Edit: Philip Paeps sent me a few suggestions to restrict things even more. I have adapted this blog item to mention all of them.
Unfortunately there are companies that make and made printers and then don’t provide firmware upgrades for it.
You end up with a scanner/printer that works perfectly fine. Except you can’t find any SMTP servers without TLS anymore. Because rightfully so has more or less every E-mail provider turned off plain text SMTP.
Now your printer cannot send the scanned documents over E-mail anymore. Firmware upgrade of your scanner/printer? What if there is none?
What to do? Run a unencrypted postfix smtpd on some scrap computer on your local network, that relays your mails with its smtp client to a TLS enabled SMTP server.
apt-get install postfix # and select Internet site
I didn’t want fake security by having authentication on the smtpd side, as there will be no encryption between printer and our local postfix. When somebody listens on your local network they would not only have the PDFs that you scanned with your scanner/printer, they will also have those authentication tokens.
I suppose you can add authentication, but then at least don’t be silly and use usernames and passwords that you use somewhere else. Note that some really old scanners/printers also can’t do SMTP with authentication.
I used these relay_restrictions for smtpd. We will place the printer’s IP address in/within mynetworks, so we will relay for it through permit_mynetworks.
smtpd_relay_restrictions = permit_mynetworks reject_unauth_destination
The mydestination should be as restricted as possible so we’ll just empty it (no local delivery at all):
mydestination =
local_recipient_maps =
local_transport = error:local delivery is disabled
You can now also remove the local delivery agent from master.cf if you want. We restrict the mynetworks of course too. The scanner/printer is with DHCP on 192.168.0.0/24, so add that:
mydestination =
mynetworks = 127.0.0.0/8 192.168.0.0/24
Even better is to have your scanner/printer on a fixed IP address and then use that one IP address:
mynetworks = 127.0.0.0/8 192.168.0.11
In fact, when the scrap computer has a fixed IP address then you can further restrict things by using inet_interfaces of course:
inet_interfaces = 192.168.0.14, 127.0.0.1
And now we configure the relayhost, we will relay to our TLS enabled SMTP(s) server:
relayhost = [smtps.server.org]:587
smtp_sasl_auth_enable = yes
smtp_sasl_password_maps = hash:/etc/postfix/sasl_passwd
smtp_sasl_security_options = noanonymous
smtp_tls_security_level = encrypt
header_size_limit = 4096000
message_size_limit = 524288000
Now make a file /etc/postfix/sasl_passwd to add the username / password. After that of course run postmap /etc/postfix/sasl_passwd
[smtps.server.org]:587 username:password
We now on the printer configure the scrap computer’s local network IP address or DHCP hostname as SMTP server.
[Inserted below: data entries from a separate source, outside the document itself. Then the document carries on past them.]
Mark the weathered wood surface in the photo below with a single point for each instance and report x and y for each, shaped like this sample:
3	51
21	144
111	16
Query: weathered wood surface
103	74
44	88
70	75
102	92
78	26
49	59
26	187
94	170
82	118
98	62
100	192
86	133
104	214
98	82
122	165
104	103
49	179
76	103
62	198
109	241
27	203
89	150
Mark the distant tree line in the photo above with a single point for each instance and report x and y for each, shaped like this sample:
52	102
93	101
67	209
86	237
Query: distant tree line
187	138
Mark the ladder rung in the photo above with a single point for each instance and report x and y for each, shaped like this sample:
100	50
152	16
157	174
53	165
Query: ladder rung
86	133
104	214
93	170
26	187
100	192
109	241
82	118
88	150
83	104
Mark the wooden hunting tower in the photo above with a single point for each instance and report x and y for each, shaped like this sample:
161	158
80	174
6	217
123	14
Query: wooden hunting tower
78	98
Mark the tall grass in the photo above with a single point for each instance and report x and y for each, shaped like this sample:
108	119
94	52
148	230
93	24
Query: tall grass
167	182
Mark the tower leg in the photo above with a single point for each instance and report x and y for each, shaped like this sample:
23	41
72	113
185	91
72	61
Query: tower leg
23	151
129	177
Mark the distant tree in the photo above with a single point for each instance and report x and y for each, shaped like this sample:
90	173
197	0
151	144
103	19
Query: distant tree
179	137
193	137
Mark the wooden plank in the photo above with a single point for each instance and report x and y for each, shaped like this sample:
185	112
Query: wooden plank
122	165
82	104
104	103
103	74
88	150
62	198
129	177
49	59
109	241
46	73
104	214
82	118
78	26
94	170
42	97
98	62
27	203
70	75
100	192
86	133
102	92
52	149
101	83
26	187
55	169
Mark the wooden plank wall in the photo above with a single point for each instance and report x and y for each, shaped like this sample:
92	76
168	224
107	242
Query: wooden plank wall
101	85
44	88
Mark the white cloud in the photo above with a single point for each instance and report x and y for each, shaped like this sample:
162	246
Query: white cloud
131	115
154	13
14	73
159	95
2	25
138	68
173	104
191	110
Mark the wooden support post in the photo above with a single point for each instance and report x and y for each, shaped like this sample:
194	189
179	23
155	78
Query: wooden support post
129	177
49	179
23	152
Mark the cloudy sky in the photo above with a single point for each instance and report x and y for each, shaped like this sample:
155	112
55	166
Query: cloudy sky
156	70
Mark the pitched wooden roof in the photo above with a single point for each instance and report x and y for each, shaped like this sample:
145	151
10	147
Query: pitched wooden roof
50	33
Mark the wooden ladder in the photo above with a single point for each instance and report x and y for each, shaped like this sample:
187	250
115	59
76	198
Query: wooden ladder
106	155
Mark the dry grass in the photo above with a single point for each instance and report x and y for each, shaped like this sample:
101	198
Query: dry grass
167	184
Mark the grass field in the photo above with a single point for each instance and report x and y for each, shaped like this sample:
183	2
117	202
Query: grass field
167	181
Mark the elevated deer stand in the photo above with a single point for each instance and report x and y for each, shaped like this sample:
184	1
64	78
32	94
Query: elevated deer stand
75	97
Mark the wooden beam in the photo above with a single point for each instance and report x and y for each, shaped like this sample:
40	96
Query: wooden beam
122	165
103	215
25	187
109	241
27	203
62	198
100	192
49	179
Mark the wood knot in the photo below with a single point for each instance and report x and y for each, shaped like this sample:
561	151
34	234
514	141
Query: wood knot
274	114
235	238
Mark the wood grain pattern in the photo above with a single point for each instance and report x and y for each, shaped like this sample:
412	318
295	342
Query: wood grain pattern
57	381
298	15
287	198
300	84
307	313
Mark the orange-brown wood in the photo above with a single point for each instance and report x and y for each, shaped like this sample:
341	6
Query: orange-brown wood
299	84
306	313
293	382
Other security considerations that are possible is to place printer and scrap computer on a VLAN or let there be a crossed UTP cable between them. But if you are going to do those things then you also know how to do it yourself. Such things do make sense: your easily hackable LED lamps and even more easily hackable Smart TV don’t need to talk to your printer nor this scrap computer. VLAN everything!